Total Effort: 10-15 hours over 3-4 days

Day 1: Phases 1-2 (Foundation + Bridge fixes)
Day 2: Phases 3-4 (Types + Macros)
Day 3: Phases 5-6 (Cleanup + Testing)
Day 4: Integration verification

Risk Assessment

LOW RISK:

Foundation module fixes (well-scoped)
Type specification updates (non-breaking)
Dead code removal (by definition safe)

MEDIUM RISK:

Bridge contract changes (may break coordinators)
Macro fixes (affects all agents)

HIGH RISK:

None identified - scope is contained

Alternative: “Stable Broken” Approach

If systematic fixes seem too ambitious:

Minimal Viability Path (2-3 hours)

Silence dialyzer with strategic @dialyzer annotations
Document known issues in module docs
Add defensive guards in critical paths
Keep current test behavior (even if wrong)

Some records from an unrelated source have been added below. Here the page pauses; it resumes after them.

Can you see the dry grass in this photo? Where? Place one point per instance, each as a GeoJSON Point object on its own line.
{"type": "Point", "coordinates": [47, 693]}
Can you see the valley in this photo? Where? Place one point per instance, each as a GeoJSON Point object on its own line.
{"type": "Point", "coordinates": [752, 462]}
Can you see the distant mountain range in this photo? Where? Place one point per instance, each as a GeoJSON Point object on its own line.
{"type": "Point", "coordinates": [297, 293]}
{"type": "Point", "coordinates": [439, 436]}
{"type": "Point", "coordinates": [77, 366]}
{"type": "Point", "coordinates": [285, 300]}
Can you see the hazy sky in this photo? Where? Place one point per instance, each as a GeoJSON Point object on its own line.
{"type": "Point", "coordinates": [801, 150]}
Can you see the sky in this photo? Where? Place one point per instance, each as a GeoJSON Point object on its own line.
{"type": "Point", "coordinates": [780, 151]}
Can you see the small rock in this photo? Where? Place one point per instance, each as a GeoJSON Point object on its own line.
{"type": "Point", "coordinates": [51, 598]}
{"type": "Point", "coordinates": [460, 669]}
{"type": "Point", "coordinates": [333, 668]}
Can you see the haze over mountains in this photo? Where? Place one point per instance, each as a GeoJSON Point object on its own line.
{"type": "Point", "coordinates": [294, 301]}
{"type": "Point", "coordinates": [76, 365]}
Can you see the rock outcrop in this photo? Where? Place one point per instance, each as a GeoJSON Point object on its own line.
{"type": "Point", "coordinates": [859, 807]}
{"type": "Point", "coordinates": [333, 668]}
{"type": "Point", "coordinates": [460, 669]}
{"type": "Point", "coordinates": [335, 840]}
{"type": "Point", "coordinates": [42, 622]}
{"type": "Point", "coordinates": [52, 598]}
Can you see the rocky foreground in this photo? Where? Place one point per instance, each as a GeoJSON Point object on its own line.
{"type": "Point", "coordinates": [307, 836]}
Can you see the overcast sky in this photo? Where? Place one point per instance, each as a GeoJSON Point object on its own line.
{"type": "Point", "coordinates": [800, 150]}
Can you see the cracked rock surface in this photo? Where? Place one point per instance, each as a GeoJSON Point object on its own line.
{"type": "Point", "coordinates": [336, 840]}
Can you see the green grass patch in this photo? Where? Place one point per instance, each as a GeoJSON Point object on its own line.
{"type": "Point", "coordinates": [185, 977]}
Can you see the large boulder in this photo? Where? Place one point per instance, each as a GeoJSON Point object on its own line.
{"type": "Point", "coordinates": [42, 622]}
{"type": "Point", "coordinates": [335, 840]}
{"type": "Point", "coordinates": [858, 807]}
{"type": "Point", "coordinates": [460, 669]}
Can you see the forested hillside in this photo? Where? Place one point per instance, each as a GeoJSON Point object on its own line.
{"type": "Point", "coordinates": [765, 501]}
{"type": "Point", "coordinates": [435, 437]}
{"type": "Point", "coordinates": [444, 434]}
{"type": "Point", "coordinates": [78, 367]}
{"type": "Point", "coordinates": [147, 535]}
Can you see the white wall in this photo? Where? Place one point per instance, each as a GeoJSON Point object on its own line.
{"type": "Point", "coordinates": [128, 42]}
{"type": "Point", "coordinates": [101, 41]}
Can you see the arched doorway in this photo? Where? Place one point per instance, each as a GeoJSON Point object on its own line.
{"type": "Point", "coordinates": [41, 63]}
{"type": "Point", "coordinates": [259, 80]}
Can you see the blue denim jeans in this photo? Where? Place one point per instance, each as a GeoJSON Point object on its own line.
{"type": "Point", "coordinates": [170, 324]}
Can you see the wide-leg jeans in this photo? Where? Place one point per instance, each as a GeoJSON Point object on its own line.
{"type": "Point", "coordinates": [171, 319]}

This creates a “stable broken” system useful for study but not production.

Recommendation

GO FOR SYSTEMATIC RECONSTRUCTION

Rationale:

Scope is manageable (13 files, focused issues)
Root causes are architectural, not implementation
Fixes will create genuinely robust system
Alternative is perpetual technical debt

The dialyzer violations are a GIFT - they show exactly what needs fixing without guesswork.

Success Definition

Phase 1 Success: mix dialyzer runs clean (zero violations) Phase 2 Success: Tests pass and verify correct behavior
Phase 3 Success: System is architecturally honest and reliable

This is absolutely achievable given the concentrated scope of issues.